Но на фоне этих далеких времен к нам возвращается детство. В своем уголке грез герой Милоша вопрошает свою совесть. Прошлое возвращается, чтобы ощутимо присутствовать в настоящем. И мечтатель вдруг замечает, что у него по щекам катятся слезы: «Потому что ты еще в детстве любил забираться на чердаки замков и в углы всеми забытых библиотек и, не понимая ни одного распроклятого слова, запоем читал о торговых привилегиях голландцев в фолиантах, достойных Диафуаруса… Ах! Паршивец, какие восхитительные часы сумел ты прожить в твоей гнусности, в овеянных ностальгией закоулках палаццо Мероне! Как ты попусту растрачивал там время, пытаясь проникнуть в душу вещей, чье время давно прошло! С какой радостью ты превращался в старую домашнюю туфлю, которая потерялась где-то в доме, а потому не была выброшена в сточную канаву или в помойку».
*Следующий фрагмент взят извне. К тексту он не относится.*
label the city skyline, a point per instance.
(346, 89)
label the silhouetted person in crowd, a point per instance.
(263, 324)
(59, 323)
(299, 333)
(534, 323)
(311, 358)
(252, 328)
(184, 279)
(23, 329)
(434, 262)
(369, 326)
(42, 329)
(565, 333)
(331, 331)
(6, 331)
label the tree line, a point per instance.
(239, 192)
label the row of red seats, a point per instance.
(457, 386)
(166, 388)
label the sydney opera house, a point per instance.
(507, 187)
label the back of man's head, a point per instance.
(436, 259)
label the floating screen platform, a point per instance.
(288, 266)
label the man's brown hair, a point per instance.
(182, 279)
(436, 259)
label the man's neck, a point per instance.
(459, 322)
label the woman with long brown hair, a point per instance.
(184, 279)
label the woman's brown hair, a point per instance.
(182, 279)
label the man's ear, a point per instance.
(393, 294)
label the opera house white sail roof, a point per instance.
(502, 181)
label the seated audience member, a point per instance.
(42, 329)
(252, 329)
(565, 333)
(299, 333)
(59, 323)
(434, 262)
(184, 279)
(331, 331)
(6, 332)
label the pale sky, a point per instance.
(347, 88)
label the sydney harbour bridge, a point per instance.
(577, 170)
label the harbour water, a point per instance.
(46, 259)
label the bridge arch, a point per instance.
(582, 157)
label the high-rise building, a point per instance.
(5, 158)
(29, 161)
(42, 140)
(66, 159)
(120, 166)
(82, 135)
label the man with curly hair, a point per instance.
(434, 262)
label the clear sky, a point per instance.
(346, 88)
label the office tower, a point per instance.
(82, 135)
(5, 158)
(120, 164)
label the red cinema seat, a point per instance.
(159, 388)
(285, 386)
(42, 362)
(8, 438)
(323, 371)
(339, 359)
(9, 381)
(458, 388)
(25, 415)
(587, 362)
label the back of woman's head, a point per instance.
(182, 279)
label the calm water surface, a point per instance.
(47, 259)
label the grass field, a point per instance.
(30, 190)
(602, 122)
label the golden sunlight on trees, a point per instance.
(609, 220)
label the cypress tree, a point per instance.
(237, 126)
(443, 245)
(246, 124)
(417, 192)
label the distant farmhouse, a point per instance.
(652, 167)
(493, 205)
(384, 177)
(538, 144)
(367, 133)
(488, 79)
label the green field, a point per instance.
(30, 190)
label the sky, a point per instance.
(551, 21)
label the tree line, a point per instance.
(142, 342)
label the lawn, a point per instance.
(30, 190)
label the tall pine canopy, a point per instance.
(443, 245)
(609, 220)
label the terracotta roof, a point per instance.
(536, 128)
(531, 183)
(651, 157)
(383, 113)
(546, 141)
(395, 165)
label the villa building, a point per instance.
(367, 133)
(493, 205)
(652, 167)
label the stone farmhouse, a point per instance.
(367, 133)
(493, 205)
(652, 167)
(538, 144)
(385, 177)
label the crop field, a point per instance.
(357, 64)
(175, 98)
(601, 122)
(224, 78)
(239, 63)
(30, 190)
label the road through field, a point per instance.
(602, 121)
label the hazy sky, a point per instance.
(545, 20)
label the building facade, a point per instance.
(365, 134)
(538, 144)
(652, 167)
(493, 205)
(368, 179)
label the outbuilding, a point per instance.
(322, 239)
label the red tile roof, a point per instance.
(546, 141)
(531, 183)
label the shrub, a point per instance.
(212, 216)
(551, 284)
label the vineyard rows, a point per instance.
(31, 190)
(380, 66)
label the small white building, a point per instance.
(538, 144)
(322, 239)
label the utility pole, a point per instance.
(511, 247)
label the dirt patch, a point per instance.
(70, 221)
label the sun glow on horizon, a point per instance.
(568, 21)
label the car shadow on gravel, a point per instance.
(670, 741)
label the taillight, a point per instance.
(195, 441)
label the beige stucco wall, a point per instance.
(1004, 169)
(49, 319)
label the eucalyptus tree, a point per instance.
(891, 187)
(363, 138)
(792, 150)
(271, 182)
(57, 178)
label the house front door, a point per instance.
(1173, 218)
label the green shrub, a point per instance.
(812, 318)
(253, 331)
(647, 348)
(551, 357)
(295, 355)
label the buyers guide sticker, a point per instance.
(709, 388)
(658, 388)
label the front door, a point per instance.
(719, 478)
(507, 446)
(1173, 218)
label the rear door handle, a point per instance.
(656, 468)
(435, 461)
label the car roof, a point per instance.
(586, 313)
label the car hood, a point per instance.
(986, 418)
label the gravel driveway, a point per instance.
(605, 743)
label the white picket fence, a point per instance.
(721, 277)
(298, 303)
Надо ли на этом месте грубо прерывать мечту, прекращать чтение? Кто, помимо паука, божьей коровки и мыши, решится сравнить себя со старой вещью, заброшенной в углу? Но что это за мечта, если ее можно остановить? И надо ли останавливать ее из моральных соображений, из соображений хорошего вкуса или из презрения к старым вещам? Милош этого не делает. Погрузившись в мечты, позволив его книге вести нас за собой, уносясь в воображении за пределы этой книги, мы вместе с ним мечтаем в углу, который мог бы быть могилой «деревянной куклы, забытой в этом углу залы какой-то маленькой девочкой из прошлого века». Наверно, нужно быть совсем уж необузданным мечтателем, чтобы умиляться перед обширным музеем пустяков. Можно ли увидеть в мечтах старый дом, который не был бы приютом для старых вещей, который не хранил бы свои старые вещи, у которого привычка накапливать старые вещи, уже ни на что не пригодные вещи, была бы всего лишь причудой коллекционера безделушек? Чтобы воскресить душу углов, нет ничего лучше, чем старая домашняя туфля и голова куклы: они приковывают к себе внимание героя: «Тайна вещей, подобия чувства, возникающие во времени, в великом вакууме вечности. Любая бесконечность сумеет уместиться в этом каменном углу, между камином и дубовым ларем… Где они в этот час, куда, черт возьми, они подевались, твои паучьи радости, твои глубокие раздумья мелкой, испорченной, дохлой твари?»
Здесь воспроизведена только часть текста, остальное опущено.